The New York Times has 10 regular op-ed columnists. Two of the 10 just so happen to be the very same guys who invented the GOP presidential frontrunner's ideology, re-introduced him to the historical fantabulousness of Teddy Roosevelt, recommended senior staffers he maintains to this day, then cheered along his presidential campaign in the pages of the Weekly Standard. Having 20 percent of the op-ed lineup of the country's most influential opinion page under the covers of one candidate's bed sheets makes for an interesting media-ethics exercise (if you can forgive the oxymoron), and has already produced some unintentional comedy, in addition to at least one usefully informed piece.
But today's offering from David Brooks, a defense of John McCain against (accurate) charges that he "is more tainted than his reputation suggests," is just propaganda. Example:
[McCain] has challenged the winds of the money gale. He has sometimes failed and fallen short. And there have always been critics who cherry-pick his compromises, ignore his larger efforts and accuse him of being a hypocrite.
This is, of course, the gospel of the mediocre man: to ridicule somebody who tries something difficult on the grounds that the effort was not a total success. But any decent person who looks at the McCain record sees that while he has certainly faltered at times, he has also battled concentrated power more doggedly than any other legislator. If this is the record of a candidate with lobbyists on his campaign bus, then every candidate should have lobbyists on the bus.

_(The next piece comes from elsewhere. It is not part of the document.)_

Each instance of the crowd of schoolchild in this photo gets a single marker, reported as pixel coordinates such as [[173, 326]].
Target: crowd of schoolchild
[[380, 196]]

Love that "any decent person" bit. Brooks' evidence of McCain's reformist purity doesn't pass the laugh test.
In 1996, McCain was one of five senators, and the only Republican, to vote against the Telecommunications Act. He did it because he believed the act gave away too much to the telecommunications companies, and protected them from true competition. He noted that AT&T alone gave $780,000 to Republicans and $456,000 to Democrats in the year leading up to the vote.
In 2000, McCain ran for president and reiterated his longstanding opposition to ethanol subsidies. Though it crippled his chances in Iowa, he argued that ethanol was a wasteful giveaway. A recent study in the journal Science has shown that when you take all impacts into consideration, ethanol consumption increases greenhouse gas emissions compared with regular gasoline. Unlike, say, Barack Obama, McCain still opposes ethanol subsidies.
Reading that, you'd almost think that McCain believes ethanol is objectionable because it "increases greenhouse gas emissions." Well, he did … until 2006.
McCain may flatter himself into believing he has "battled concentrated power," but somehow he almost always manages to do so in such a way that the federal government ends up (or would end up, if his legislation passed) with more concentrated power, at the expense of the individual citizen. It happened with campaign-finance reform (which Brooks claims "was a direct assault on lobbyist power"), and it would happen in a McCain White House, even if he's good on ethanol subsidies.
In the meantime, we can expect a thick chunk of the New York Times op-ed page to bulldoze over these distinctions with absurdly absolutist statements about the man's nearly infallible virtue. It's gonna be fun.